As the universe expands, it also 'cools'...otherwise we'd still be at the approximate 3,000 degres Kelvin that the cosmic microwave was emitted at about 13.7B years ago. [The CMBR is now a lot longer wavelength than it used to be and continues to get longer.] And the universe has expanded and acclerated a lot faster in the past than it is now. So it seems things are cooling, but of course that is only one component of 'total energy'.
Another 'clue' is that most scientists believe we'll end up in a cold dark empty universe many billions of years from now. But that will be a state of maximum entropy not necessarily a different total energy. A further clue is that none of the 'cosmological calculators' available online provide a way to calculate the 'total energy' of the universe. One more technical answer, indicating 'we do not have a good answer', comes from PeterDonis of these forums:
QUOTE]... energy "conservation" is more complicated:
* In a stationary spacetime (i.e., one with a time translation symmetry), one can define a conserved "total energy" using the time translation symmetry and Noether's theorem.
* In an asymptotically flat spacetime (i.e., one in which the metric approaches the Minkowski metric at large "distances" from some central region), one can define a conserved "total energy" by finding an effective 4-momentum vector for the system in the asymptotically flat metric.
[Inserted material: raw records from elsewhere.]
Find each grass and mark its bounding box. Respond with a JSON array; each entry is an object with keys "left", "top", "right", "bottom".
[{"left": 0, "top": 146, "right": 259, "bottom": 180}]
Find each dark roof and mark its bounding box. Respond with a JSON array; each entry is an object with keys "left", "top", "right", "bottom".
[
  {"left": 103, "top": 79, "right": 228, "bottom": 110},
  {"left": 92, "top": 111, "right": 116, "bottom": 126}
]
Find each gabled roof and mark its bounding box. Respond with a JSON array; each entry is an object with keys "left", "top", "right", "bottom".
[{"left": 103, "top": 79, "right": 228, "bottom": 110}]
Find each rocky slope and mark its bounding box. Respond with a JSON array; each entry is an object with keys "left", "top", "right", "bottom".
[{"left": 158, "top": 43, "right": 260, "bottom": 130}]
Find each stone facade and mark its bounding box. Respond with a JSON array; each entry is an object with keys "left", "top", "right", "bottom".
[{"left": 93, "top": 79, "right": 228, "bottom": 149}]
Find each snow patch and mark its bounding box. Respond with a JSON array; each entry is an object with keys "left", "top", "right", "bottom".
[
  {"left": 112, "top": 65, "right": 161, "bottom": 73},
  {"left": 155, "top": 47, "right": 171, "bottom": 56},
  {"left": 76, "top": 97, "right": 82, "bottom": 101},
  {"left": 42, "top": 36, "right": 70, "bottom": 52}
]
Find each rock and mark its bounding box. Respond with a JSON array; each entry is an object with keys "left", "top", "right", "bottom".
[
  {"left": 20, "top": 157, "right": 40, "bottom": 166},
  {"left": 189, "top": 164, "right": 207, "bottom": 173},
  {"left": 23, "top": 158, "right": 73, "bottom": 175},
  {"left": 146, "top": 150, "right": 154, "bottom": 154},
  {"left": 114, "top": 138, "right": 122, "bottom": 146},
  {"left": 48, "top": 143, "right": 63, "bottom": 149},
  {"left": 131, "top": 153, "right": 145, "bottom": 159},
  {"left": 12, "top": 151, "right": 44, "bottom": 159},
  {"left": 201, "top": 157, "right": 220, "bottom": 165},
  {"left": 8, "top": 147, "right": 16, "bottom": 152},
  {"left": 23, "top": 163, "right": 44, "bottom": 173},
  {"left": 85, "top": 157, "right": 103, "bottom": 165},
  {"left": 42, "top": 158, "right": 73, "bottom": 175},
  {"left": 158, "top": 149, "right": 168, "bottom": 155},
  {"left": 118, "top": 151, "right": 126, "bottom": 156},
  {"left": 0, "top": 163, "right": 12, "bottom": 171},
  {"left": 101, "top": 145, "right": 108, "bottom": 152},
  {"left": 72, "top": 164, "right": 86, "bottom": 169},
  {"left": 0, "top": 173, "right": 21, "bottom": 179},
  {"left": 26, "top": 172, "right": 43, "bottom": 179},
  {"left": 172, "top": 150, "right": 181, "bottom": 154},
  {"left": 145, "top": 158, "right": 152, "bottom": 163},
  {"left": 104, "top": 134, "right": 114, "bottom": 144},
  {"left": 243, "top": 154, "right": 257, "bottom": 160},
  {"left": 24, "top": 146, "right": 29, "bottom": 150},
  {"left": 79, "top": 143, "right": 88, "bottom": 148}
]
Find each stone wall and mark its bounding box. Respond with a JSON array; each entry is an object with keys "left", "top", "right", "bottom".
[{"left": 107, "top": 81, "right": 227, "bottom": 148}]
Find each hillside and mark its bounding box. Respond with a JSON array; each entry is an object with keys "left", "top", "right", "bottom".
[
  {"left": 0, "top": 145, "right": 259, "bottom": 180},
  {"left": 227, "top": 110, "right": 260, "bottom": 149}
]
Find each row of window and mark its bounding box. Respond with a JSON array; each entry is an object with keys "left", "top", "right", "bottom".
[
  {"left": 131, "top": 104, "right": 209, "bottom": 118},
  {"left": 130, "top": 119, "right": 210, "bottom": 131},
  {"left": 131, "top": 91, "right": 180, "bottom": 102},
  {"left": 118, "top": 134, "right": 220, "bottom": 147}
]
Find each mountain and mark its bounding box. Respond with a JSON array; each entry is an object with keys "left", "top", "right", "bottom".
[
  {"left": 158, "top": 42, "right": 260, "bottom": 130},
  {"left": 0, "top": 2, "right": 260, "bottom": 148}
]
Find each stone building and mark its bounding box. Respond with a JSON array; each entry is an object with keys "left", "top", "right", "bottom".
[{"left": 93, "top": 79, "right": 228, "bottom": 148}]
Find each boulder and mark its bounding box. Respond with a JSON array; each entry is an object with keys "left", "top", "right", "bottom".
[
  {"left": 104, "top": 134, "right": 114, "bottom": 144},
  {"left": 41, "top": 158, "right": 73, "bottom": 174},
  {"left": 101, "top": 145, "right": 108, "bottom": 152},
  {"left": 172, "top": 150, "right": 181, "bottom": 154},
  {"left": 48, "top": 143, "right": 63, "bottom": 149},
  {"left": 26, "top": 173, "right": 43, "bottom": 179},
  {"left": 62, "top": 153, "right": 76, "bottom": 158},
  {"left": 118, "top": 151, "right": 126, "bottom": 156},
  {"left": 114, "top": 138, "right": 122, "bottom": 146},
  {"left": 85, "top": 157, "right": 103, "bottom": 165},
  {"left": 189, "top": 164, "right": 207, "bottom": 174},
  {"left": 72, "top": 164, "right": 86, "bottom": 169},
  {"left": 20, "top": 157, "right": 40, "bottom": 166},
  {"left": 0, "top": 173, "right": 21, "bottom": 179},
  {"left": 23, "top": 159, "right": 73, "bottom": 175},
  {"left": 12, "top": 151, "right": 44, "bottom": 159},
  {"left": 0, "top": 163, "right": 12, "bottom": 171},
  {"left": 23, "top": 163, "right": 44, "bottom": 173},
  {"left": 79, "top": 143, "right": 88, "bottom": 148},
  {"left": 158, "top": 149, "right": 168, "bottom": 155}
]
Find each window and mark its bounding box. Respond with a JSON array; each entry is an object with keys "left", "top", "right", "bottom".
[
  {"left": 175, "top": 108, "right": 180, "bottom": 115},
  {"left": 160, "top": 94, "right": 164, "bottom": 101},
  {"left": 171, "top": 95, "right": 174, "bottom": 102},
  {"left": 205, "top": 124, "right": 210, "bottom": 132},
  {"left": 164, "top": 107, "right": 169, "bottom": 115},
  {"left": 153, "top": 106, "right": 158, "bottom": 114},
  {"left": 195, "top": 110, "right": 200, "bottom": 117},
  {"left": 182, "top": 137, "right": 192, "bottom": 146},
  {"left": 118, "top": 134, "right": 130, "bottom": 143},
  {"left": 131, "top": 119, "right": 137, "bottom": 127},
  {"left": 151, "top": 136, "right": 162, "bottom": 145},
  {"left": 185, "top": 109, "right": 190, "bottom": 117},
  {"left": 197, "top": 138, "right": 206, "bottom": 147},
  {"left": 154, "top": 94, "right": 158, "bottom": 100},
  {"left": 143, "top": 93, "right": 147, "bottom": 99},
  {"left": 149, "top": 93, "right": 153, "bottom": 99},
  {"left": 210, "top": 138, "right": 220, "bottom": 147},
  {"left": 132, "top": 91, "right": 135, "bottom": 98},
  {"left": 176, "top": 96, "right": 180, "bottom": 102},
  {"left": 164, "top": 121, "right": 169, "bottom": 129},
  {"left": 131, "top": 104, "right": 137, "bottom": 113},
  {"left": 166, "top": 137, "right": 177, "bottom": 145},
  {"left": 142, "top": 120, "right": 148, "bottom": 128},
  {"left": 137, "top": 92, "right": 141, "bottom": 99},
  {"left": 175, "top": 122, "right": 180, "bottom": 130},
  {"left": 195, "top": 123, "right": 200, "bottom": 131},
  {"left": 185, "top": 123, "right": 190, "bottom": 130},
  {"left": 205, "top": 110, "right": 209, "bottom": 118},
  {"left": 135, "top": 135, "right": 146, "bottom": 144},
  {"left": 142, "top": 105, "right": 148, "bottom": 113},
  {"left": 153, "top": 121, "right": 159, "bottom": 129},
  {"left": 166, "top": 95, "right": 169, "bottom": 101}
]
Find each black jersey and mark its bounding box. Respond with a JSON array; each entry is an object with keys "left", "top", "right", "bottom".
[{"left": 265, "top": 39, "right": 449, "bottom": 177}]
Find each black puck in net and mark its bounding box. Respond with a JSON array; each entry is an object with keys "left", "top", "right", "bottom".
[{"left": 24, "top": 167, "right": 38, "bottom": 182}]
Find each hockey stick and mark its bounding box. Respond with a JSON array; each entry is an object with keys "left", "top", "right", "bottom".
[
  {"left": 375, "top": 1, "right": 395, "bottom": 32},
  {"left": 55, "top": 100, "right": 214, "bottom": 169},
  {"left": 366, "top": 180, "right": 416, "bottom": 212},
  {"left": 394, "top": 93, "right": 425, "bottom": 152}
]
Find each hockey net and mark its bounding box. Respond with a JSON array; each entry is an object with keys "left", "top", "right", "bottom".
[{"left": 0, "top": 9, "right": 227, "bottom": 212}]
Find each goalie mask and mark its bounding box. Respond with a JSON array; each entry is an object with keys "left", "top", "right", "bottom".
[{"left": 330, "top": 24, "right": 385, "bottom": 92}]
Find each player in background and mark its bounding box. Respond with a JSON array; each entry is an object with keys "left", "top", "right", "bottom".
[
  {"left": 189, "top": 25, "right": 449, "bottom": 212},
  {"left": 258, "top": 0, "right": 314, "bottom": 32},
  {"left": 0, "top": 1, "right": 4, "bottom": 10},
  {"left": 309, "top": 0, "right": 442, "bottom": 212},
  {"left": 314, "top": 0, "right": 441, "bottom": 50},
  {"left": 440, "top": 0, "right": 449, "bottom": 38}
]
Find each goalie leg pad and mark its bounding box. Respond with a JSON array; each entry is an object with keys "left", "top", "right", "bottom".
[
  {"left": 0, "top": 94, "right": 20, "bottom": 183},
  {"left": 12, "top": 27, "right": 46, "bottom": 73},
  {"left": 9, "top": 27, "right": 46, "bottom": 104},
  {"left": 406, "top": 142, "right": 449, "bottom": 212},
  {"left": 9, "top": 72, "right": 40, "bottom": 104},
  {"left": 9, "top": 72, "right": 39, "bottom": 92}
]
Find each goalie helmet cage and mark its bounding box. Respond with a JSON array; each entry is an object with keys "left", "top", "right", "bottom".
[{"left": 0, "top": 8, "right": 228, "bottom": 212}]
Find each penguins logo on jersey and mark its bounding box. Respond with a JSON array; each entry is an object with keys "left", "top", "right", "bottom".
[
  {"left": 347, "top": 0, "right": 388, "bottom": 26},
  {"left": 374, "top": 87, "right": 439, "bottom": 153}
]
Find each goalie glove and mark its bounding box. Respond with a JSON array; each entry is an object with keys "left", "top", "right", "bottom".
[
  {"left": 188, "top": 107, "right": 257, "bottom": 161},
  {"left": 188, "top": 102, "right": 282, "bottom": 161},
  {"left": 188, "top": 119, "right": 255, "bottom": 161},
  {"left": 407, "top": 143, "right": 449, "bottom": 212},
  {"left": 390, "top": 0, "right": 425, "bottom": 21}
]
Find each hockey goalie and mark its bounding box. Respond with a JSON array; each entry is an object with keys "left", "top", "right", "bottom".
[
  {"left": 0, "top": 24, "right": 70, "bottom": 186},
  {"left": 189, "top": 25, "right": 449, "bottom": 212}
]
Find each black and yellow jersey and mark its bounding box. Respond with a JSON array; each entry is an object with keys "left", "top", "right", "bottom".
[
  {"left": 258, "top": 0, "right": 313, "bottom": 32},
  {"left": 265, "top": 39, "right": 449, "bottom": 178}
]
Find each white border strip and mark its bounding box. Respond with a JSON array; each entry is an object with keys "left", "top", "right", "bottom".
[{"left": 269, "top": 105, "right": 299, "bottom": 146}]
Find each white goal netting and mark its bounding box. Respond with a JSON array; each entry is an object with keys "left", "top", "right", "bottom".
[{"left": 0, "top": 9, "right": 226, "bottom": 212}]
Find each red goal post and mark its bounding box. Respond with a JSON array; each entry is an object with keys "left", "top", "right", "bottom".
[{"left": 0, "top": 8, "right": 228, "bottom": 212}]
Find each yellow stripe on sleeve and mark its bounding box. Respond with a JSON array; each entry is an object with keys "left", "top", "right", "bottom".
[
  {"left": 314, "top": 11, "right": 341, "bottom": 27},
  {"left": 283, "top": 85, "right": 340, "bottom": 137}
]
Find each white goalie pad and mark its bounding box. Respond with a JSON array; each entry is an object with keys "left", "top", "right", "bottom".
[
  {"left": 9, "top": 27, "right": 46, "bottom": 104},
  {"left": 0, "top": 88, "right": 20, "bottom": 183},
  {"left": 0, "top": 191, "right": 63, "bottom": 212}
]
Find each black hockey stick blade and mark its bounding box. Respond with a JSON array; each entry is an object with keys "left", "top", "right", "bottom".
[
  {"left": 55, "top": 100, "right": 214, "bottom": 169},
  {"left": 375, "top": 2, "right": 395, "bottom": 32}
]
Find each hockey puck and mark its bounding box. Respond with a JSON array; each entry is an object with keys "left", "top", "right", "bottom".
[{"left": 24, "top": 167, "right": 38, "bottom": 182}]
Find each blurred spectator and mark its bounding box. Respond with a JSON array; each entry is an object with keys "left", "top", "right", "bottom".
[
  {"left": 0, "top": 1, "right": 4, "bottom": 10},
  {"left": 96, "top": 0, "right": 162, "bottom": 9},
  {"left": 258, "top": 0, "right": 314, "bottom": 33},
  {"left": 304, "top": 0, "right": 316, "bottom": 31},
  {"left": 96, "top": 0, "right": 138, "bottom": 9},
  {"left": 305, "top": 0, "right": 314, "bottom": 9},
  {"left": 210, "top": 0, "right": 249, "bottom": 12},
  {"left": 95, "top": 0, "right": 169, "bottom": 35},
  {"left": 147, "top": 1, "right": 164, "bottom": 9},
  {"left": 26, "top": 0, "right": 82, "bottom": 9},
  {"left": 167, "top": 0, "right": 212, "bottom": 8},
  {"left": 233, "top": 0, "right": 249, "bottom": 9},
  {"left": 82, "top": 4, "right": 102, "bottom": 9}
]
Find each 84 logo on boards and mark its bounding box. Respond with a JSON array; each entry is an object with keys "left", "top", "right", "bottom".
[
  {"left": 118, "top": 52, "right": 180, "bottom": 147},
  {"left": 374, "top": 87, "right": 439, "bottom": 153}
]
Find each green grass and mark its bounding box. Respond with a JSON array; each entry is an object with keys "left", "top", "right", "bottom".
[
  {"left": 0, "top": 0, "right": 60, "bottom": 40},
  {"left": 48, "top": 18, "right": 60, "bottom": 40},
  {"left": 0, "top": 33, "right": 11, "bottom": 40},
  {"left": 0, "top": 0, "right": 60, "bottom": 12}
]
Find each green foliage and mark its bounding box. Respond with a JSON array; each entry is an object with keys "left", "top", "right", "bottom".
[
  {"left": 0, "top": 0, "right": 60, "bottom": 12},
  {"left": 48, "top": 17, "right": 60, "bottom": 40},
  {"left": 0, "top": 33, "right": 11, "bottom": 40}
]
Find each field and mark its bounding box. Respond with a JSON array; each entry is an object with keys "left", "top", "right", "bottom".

Since this basically amounts to finding an asymptotic time translation symmetry, it ends up being basically equivalent to the stationary case above.
* In a spacetime that is neither stationary nor asymptotically flat, such as in the FRW spacetimes used to describe our expanding universe, neither of the above applies, so there is no good way to define a conserved "total energy".[/QUOTE]
My notes don't indicate the source for this..maybe also Peter:
In *all* of the above cases, there are various ways to define "energy stored in the gravitational field", and with at least some of them, you can often come up with a "conservation law" that includes energy being "exchanged between matter and the gravitational field". However, none of these "conservation laws" are relativistically covariant; they all require picking a particular coordinate chart and treating it as "special" somehow. [This last sentence refers to the 'frame' of reference in post #2.]